With bills piling up and no revenue, Marek permanently closed the 5-year-old studio in mid-May.
And with that, Clintonville lost a community staple to the coronavirus.
As the pandemic permanently shutters small central Ohio businesses, officials and residents worry that more than jobs will be lost. For some, the closings rob communities of the institutions that make neighborhoods unique.
Clintonville parents who depended on Paper Moon for after-school activities, for example, are now at a loss.
Amy Carney, 48, sent three of her six children to Paper Moon.
"They were pretty flexible," she said of the studio. "If (the kids) wanted to go a different way, or weren't quite sure what they wanted to do, they would change the project a little to make it more interesting to them."
The Clintonville woman described herself as "not a terribly creative person," and said she was grateful the studio gave her children a chance to explore their artistic sides.
The closure "is a real loss," she said.
Granville Lumber Company closed in mid-April after 70 years in business.

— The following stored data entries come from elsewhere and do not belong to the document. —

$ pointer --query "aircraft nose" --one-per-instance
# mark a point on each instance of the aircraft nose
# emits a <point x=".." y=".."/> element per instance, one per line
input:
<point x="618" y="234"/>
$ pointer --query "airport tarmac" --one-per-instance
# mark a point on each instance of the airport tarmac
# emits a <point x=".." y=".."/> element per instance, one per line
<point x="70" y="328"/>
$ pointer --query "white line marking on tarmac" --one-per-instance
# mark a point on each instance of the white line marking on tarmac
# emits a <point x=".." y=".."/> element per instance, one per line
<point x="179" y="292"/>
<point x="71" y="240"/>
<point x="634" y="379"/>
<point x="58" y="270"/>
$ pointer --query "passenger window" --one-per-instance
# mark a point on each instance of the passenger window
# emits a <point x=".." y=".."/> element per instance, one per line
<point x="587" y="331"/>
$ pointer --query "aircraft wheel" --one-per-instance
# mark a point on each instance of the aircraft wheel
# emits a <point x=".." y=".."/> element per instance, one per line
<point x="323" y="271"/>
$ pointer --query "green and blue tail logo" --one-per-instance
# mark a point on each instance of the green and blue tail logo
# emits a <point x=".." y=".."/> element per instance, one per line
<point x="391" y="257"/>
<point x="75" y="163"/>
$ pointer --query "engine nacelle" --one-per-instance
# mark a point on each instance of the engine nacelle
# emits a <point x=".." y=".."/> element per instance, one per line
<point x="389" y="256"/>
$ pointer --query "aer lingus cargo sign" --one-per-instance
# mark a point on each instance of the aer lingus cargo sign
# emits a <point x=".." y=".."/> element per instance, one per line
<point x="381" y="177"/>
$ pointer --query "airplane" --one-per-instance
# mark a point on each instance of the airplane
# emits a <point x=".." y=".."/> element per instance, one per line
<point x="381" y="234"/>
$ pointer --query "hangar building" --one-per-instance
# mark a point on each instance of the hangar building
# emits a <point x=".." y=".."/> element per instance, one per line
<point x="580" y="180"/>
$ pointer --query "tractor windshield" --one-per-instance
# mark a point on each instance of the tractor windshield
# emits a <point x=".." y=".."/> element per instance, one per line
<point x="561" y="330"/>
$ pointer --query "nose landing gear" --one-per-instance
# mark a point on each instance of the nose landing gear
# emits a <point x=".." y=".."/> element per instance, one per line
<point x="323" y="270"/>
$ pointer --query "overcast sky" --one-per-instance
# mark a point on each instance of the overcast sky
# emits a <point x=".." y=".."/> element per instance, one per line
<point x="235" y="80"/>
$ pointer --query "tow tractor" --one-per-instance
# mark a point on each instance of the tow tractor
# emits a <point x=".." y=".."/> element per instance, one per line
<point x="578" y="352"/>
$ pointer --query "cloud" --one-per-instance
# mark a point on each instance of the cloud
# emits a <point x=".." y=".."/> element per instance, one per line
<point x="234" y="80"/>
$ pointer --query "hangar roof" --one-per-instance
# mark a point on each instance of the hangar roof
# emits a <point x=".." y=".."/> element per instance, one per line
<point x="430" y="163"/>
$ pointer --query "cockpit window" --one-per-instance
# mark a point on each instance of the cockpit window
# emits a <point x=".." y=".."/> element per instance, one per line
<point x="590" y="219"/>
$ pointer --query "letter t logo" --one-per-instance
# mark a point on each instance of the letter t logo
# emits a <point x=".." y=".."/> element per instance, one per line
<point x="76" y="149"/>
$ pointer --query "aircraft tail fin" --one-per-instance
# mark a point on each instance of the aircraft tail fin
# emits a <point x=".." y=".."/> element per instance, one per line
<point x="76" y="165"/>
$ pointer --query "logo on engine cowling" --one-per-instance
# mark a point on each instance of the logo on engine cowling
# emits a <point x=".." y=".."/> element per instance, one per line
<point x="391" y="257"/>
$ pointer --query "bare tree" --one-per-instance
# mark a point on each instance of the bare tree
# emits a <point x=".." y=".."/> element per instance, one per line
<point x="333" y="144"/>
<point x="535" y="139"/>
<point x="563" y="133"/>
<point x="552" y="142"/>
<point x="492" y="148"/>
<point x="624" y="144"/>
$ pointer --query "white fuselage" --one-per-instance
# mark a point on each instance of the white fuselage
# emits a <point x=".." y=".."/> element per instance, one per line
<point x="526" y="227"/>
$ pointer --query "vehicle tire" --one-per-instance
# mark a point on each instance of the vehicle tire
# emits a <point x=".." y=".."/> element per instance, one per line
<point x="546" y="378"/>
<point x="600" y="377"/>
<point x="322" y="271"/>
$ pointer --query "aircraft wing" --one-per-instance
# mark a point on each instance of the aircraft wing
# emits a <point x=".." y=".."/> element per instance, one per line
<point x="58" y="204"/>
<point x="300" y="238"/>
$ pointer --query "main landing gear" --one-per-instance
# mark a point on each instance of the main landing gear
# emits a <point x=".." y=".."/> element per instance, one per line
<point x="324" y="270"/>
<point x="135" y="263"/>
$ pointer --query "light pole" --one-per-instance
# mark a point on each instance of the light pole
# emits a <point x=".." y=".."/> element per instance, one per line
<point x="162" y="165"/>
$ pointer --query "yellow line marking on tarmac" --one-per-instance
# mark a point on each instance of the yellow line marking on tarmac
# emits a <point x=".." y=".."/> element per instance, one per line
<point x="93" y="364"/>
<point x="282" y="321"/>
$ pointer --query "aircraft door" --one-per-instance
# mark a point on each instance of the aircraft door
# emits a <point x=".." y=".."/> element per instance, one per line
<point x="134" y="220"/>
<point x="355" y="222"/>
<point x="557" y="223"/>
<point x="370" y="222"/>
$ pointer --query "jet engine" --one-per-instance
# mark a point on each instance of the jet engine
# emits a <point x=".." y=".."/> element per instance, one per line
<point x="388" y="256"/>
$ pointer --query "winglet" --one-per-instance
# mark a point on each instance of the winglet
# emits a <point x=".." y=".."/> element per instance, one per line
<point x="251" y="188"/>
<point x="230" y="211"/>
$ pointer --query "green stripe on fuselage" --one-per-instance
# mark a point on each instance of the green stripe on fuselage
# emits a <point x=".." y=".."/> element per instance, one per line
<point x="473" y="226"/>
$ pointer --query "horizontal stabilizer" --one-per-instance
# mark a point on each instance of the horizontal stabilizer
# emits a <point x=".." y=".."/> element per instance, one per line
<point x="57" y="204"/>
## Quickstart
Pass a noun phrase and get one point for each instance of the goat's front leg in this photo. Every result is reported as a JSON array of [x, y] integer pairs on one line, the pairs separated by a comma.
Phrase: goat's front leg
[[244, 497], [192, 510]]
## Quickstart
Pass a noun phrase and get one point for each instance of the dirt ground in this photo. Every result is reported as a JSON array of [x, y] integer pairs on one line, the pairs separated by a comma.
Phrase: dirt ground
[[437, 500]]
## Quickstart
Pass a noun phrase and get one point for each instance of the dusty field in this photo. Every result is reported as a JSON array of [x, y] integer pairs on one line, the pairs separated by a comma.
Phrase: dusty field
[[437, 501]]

A former general manager declined to comment, but city officials and residents expressed deep dismay.
"I couldn't even talk about it for a couple of days," Mayor Melissa Hartfield said. "That business started in 1950 and it's been an institution here for all of my life. It's heart-wrenching."
Businesses like Granville Lumber "are definitely part of the fabric and charm of the community," Granville City Council member Rob Montgomery said.
The personal service the business provided can't be replaced at big-box stores, he said. Residents of Granville now have to drive a half-hour or more to find a similar store.
The Firefly Play Cafe, another Clintonville staple, also closed in the spring after nearly 10 years. The cafe provided a playground for children and a space for adults to relax.
Firefly gave Worthington resident Lauren Vukovich, 34, and her 3-year-old son a sense of belonging when she moved to central Ohio in 2018.
"It will definitely leave a void in my family," Vukovich said.
Erica Carlson, 35, of Hilliard, runs her own child entertainment service and performed storytimes at Firefly. As a last goodbye, Carlson posted a video on Facebook encouraging those who loved the playground to donate to owner Jennifer Kramer's PayPal and Venmo for support.
"It was a wonderfully diverse and accepting environment," Carlson said.
Clintonville Area Commission member Judy Minister used to take her granddaughter to cooking classes at Flowers and Bread, a High Street bakery now temporarily closed. Between Flowers and Bread, Paper Moon, and COSI, which is also temporarily closed, she worries that neighborhood children have lost valuable experiences.
"It's hurting the kids," she said.
Minister thinks Clintonville will recover, but commission member BJ White worries that national franchises will crowd out the area's mom-and-pop shops if the coronavirus outbreak results in more closures.
"When I went to Ohio State, we used to trek up to Clintonville on the weekends," she said.
"That's when I first became enamored with the community. It had all these really cool little stores, consignment shops, mom-and-pop businesses, arts and crafts. It really helped define the flavor of High Street, and gave it a lot of character."
The streets are lined with eclectic independent restaurants and eccentric shops selling growlers of craft beer to rare books and flags to used clothing.
Chain restaurants such as McDonald's and Wendy's have crept into the community in recent years, and White worries that climbing property rates will scare off entrepreneurs looking to open up shop.
On top of their intrinsic value, she said, mom-and-pop stores are more likely to buy from and support other local companies, creating a ripple effect when one closes.
Mom-and-pop businesses also support their communities indirectly, Otterbein University marketing professor Michael Levin said.
"Small businesses sponsor and contribute to Little Leagues or other youth sports," he said. "They may also contribute to activities in high schools: sports, bands, sponsorships in musicals or plays."
If local businesses continue to close, the people who run those activities may need to start looking elsewhere.
___ Distributed by Tribune Content Agency, LLC.